Corporate subsidies out of control
Last week, someone in Georgia won the Powerball lottery and became an overnight multi-millionaire.
The jackpot was more than $478 million, and the winner had two options for collecting the prize — a smaller (though still hefty) lump sum cash payment of $230 million immediately, or an annuitized prize for the full $478 million over almost 30 years.
For an individual, that is a once-in-a-lifetime gift, but big corporations across all 50 states are regularly winning the “lottery” and collecting on both payment options — the immediate large lump sum and the yearly long-term payments.
Taxpayers didn’t always pay big for-profit companies hundreds of millions of dollars whenever they opened a factory in their state. But something has changed over the past few years.
For the worse.
Consider these older examples:
Wisconsin lawmakers offered Foxconn $4.8 billion in tax breaks to open a factory in the state. Amazon opened bids for its second headquarters and the win went to Virginia for $800 million. And so on and so forth.
Look behind the headlines, and you’ll see that the companies didn’t get to collect one big check from taxpayers.
Foxconn got a deal with the state that will deliver cash over 15 years, plus other tax breaks and favors. Amazon receives trickles of checks and refundable tax credits — which also give it other people’s money — over 10 years.

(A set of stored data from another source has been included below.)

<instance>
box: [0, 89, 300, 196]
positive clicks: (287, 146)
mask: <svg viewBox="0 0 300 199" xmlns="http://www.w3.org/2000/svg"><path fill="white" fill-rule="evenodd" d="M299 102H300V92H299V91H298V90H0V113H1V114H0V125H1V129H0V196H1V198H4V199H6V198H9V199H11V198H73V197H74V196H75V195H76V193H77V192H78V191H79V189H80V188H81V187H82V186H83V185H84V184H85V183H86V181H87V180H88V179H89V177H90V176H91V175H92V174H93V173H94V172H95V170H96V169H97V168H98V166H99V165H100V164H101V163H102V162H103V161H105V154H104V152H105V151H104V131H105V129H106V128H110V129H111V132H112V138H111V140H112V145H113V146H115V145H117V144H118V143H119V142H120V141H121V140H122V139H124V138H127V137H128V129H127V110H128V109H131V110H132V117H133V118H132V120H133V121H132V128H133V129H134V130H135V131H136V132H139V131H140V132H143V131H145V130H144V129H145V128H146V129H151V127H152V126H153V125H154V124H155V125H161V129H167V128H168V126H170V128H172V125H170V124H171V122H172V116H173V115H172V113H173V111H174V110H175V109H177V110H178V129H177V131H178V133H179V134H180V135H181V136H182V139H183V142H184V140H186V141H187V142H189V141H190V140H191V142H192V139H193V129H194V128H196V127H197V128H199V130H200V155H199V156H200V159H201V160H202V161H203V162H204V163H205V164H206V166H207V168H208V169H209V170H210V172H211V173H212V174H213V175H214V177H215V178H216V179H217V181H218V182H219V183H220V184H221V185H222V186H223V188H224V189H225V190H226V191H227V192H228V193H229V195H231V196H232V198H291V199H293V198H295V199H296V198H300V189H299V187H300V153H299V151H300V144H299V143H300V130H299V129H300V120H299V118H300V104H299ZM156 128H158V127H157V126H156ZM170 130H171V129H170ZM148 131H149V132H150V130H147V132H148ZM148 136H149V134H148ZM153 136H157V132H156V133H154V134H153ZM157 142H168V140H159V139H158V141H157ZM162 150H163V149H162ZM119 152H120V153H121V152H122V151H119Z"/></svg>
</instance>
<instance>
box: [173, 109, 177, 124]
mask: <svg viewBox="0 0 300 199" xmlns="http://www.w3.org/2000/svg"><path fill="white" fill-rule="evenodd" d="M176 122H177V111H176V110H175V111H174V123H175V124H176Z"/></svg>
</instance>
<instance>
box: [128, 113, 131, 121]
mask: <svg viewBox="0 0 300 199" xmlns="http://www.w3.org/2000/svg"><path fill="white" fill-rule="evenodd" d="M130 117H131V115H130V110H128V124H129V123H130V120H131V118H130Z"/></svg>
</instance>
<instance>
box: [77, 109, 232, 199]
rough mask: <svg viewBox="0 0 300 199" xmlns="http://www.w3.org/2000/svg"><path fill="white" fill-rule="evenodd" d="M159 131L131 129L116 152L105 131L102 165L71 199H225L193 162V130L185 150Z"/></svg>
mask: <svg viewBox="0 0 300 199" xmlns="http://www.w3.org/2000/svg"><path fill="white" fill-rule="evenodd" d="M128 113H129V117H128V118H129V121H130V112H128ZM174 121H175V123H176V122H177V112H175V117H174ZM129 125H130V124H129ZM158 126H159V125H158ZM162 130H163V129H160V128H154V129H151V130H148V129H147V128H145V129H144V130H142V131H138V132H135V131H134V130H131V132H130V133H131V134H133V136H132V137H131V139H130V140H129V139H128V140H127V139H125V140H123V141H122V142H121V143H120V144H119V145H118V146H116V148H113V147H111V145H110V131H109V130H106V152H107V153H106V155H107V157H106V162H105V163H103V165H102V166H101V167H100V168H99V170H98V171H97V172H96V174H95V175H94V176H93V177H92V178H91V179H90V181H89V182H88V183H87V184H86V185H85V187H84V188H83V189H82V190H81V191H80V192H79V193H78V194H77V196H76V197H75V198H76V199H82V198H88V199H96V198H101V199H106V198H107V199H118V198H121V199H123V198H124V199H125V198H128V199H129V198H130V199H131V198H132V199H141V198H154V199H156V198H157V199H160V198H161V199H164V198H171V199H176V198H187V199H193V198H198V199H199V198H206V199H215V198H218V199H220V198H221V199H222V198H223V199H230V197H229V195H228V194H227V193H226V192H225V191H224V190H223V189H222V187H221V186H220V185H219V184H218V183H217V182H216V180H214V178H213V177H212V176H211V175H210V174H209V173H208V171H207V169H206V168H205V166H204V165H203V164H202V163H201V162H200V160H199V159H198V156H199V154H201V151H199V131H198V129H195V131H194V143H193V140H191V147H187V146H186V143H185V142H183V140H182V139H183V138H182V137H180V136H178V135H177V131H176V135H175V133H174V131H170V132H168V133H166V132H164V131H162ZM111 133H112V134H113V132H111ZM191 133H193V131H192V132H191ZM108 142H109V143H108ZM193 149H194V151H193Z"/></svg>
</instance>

It adds up to a lot over time, and headlines make it seem like the money changes hands all at once. But that isn’t the case, and delaying payments over decades keeps taxpayer costs down when companies fail to deliver.
It is similar to the lottery winner taking an annuitized prize after winning.
Here’s what has changed, though:
States are now also handing out hundreds of millions in taxpayer cash upfront — just like the lottery lump sum payment option.
Take these deals from 2022:
∫ General Motors got $666 million from Michigan.
∫ Nucor got $315 million from West Virginia.
∫ Intel got $600 million from Ohio.
The companies collect other assorted favors, too.
For instance, Intel received a big check but also gets smaller checks over the next 30 years. The companies still get to collect the old, smaller payments over a long period of years, plus the new big payments over the short term, too.
That would be like winning the lotto and getting to collect both prize options at the same time.
The reason for the unfortunate policy change goes to shifts in the Overton Window — policies within the window are those widely accepted throughout society. Previously, political favors for big corporations had been politically infeasible. But then corporate officials started asking for tax breaks and got elected officials to approve them on the promise of job creation in their communities. Then they started asking for small payments over time and got them. And, now, it is acceptable to give companies large subsidies.
Just like boiling a frog.
Illinois legislators gave Gov. J. B. Pritzker a $400 million fund to write big checks to companies that promise new jobs. Chinese battery manufacturer Gotion was its first beneficiary, receiving a $125 million payment, plus other favors over the next 30 years.
It wasn’t always that way.
State constitutions prohibit special treatment for private companies. Judicial doctrine ensured that public policy benefits the public, rather than someone’s private interest.
The prohibition on public support of private interests gradually gave way to Publishers Clearing House-style cash bonanzas.
First, state governments started letting some companies pay less in taxes. Then they started using tax policy to give companies other people’s money over lengthy periods of time. And, now, it also includes quick and large cash transfers of other people’s money.
Extra cash payments have made states more enticing to corporations.
However, states do not succeed when they write the biggest checks to the biggest companies. Selective subsidies fail to create jobs and are unfair to both the taxpayers who have to foot the bill and the businesses that must compete with subsidized companies.
Economists studying the economic effects of corporate welfare confirm that it just doesn’t work.
The economic ineffectiveness of corporate welfare doesn’t stand in the way of its political effectiveness. Politicians know that headlines about job creation are popular, regardless of whether subsidies deliver on the promised job growth.
Big business lobbyists know they have something politically valuable to offer when they open a new office or factory. The lobby for special benefits has succeeded at pushing states a little bit further over time — from offering abatements to handing out big cash payments.
Things have gone too far.
Enough is enough.
State lawmakers should start telling companies “no” when they ask for taxpayer money. Governors should get together to negotiate an interstate compact to agree with each other to stop competing over who can write the biggest checks.
Selective assistance has gone from letting some companies pay less in taxes to massive transfers of taxpayer cash.
The double-dipping lotto wins for big business are expensive and ineffective, and lawmakers should stop.
James M. Hohman is the director of fiscal policy at the Mackinac Center for Public Policy.